The most frequent value syntaxes where:
Pattern | Relative Quantity in % | Example |
Unit Value | 15.6 | AD 1980 |
Value Unit | 14.3 | 30 km |
Value% | 13.1 | 7% |
Value without Unit | 5.8 | 1886 |
s after Value | 1.6 | 1980s |
3.2 Implementation
The code is written in Java.
The ValueAnnotator checks the UTF8 coded Wikipedia articles Token for Token for the occurence of a number. If a number is found, an object of the class ReadValue is created, which contains the actual value-reading function. The search-algorithm is based on the statistical analysis of the frequency of the different value patterns.
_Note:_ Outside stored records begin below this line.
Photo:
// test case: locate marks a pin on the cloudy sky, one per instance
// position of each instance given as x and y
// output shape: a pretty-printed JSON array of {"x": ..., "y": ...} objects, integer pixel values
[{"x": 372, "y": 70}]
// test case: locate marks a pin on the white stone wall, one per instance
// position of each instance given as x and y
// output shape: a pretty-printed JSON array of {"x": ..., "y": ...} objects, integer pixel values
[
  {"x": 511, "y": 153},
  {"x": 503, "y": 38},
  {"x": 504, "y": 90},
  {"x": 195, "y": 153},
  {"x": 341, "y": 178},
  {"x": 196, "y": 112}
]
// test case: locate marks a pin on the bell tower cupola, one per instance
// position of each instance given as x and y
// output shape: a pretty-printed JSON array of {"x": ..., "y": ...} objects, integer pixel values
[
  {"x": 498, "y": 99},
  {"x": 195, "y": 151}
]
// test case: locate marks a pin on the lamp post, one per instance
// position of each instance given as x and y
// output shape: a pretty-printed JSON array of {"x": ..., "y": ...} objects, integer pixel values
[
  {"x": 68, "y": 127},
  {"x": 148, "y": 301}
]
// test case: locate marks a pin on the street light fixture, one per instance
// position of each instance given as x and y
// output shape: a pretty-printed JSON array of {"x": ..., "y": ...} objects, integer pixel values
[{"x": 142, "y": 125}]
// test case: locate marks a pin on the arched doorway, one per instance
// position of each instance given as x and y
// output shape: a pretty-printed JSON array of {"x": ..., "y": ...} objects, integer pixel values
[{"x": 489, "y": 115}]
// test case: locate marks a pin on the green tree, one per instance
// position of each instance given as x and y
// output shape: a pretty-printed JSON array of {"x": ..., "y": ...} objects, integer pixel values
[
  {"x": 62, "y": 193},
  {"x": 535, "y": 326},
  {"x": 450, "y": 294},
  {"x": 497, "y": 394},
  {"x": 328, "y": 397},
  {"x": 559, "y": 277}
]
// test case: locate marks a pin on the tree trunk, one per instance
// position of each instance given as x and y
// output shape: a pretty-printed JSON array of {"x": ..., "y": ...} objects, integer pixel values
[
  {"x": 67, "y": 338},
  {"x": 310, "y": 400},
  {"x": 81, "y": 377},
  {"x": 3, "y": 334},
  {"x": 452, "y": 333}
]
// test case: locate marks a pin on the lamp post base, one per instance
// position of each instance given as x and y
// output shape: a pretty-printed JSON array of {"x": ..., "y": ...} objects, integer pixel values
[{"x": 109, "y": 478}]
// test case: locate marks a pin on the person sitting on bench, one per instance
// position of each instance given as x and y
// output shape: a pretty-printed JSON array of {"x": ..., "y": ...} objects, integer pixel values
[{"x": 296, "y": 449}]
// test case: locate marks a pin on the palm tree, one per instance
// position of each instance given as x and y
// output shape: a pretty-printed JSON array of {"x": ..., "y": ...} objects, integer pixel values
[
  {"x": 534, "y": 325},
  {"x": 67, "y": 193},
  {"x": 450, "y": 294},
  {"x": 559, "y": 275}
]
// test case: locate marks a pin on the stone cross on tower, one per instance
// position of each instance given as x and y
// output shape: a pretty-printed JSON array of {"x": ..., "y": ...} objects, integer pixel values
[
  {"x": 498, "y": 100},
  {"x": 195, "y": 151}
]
As soon as the unit is found, the value gets converted to metric unit and the ValueAnnotator creates an annotation.
The value types searched for, can be determined in config.txt.
4. Results
In the search exact values (eg 30 km) and ranges (eg 1986 - 1992) can be distinguished.
The type "value" has 5 features:
int begin - the position in the text, where the value begins
int end - the position in the text, where the value ends
float value - the value itself
string unit - unit of the value
string type - type of the value (eg length)
The type "range" has two value features: the beginning and the end value of the range.